Твардовский не относился к людям, с которыми легко и просто. Но общение с ним всегда было интересным.
Мы познакомились с ним сразу после войны. Обоим было тогда лет по тридцать пять. Но он уже ходил в знаменитых писателях, "Теркина" знали наизусть, а я пришел к нему в кирзовых сапогах, в гимнастерке, с заплатанными локтями и робко сел на краешек стула в кабинете. Некоторое время он внимательно и доброжелательно меня разглядывал, а потом огорошил вопросом: "Это что же, вы безопасной бритвой так ловко пробриваете усы или опасной?" Я растерялся, но потом вынужден был признаться, что да, безопасной. Он часто потом возвращался к этим злосчастным усам.
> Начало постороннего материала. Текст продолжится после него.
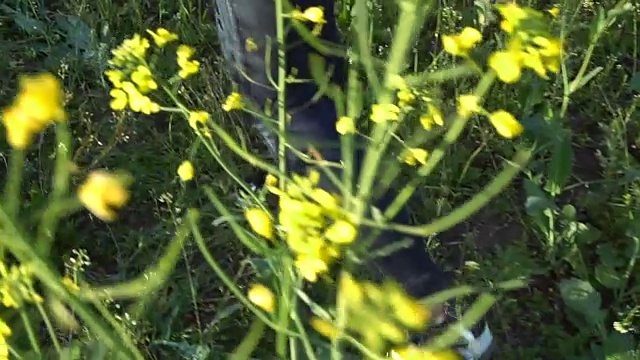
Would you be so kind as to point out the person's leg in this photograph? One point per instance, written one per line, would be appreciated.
(312, 122)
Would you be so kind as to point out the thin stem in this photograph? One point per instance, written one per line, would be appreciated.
(30, 334)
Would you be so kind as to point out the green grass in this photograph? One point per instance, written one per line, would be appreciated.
(194, 313)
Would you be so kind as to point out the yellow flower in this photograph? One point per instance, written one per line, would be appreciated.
(8, 300)
(405, 97)
(101, 193)
(512, 15)
(137, 101)
(507, 65)
(70, 284)
(433, 116)
(461, 44)
(506, 124)
(384, 112)
(260, 222)
(413, 352)
(250, 45)
(130, 51)
(186, 171)
(345, 125)
(188, 67)
(271, 180)
(143, 78)
(262, 297)
(323, 327)
(310, 267)
(198, 117)
(233, 102)
(115, 77)
(313, 14)
(162, 36)
(468, 104)
(415, 156)
(341, 232)
(39, 103)
(119, 99)
(5, 331)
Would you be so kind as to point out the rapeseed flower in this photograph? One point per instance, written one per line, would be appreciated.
(505, 124)
(162, 36)
(186, 171)
(38, 104)
(262, 297)
(103, 192)
(460, 44)
(384, 112)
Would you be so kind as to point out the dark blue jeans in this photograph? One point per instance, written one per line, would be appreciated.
(312, 122)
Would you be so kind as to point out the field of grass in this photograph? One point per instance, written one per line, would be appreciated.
(570, 222)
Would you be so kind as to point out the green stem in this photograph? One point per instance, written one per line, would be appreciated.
(401, 43)
(14, 180)
(235, 290)
(30, 334)
(60, 180)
Вообще Трифоныч мог смутить человека каким-нибудь неожиданным суждением или вопросом. Но в тот раз он был удивительно внимателен. Просто он очень не любил людей, много уделявших себе внимания. Я видел, как постепенно терялся у него интерес к такому человеку. Нужно сказать, что пошлость в любых своих проявлениях была ему противопоказана. Я говорю сейчас обо всех этих мелочах не только потому, что из них складывается целое.
Твардовский близок и дорог мне именно этими черточками. Может быть, с ним не всегда легко дружить, но от одного сознания, что он есть, всегда становилось легче.